高 山 城
岐阜県高山市城山、神明町(高山城山公園)
立地・構造
 高山城は高山盆地の中央部、宮川と江名子川に挟まれ北方向に張り出した丘陵突端(通称 城山 比高100m)に築かれた平山城です。規模は東西450m×南北600mほど、山頂部を加工した本丸を中心に南側下に南の丸を、北麓に二の丸・三の丸を配したシンプルな構造になっています。規模は本丸が東西100m×南北40m、二の丸の庭樹院殿屋敷が100m四方、二の丸屋形が東西100m×南北80m、三の丸が東西100m×南北120m、南の丸が25−30m四方ほど。
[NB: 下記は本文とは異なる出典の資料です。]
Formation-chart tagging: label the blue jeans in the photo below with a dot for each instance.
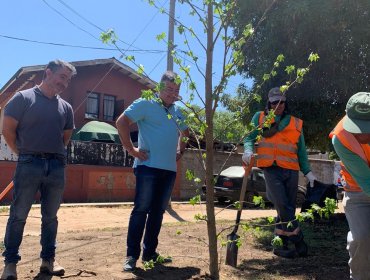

また本丸から北東方向に延びた稜線は東北曲輪・中段屋形の段郭群に加工されています。本丸は東西2段の複郭構造になっていて、西上段には本丸屋形や二層三階の天守櫓が、東下段には横櫓・太鼓櫓・十間櫓・十三間櫓が曲輪全体に構築され、北側に搦手門が南側に大手表門が設けられていました。二の丸は若干 段差のある東西の複郭構造。東側の郭には庭樹院殿屋敷が設けられ、北東隅に鬼門櫓が、南東側縁部に東丸長屋、裏門が設けられ、南西隅に大門が構えられていました。また西側の郭には二の丸屋形、黒書院、十間櫓が設けられ、東側に設けられた中の口門で庭樹院殿屋敷と繋がっていました。三の丸には米蔵や勘定場が設けられ、北 ー 東側には濠が巡っています。大手筋は二の丸唐門 ⇒ 塩蔵曲輪 ⇒ 南の丸 大手門に繋がる西側ルートが想定され、南の丸から本丸への導線は大手二の門 ⇒ 大手三の門で2度 クランクさせて本丸表門に繋げています。なお高山城下は
現地説明板の図 下が北方向
高山城の北麓に設けられ、東縁に寺院を集中的に配して有事の際の砦とし、また宮川と江名子川を自然の外濠としています。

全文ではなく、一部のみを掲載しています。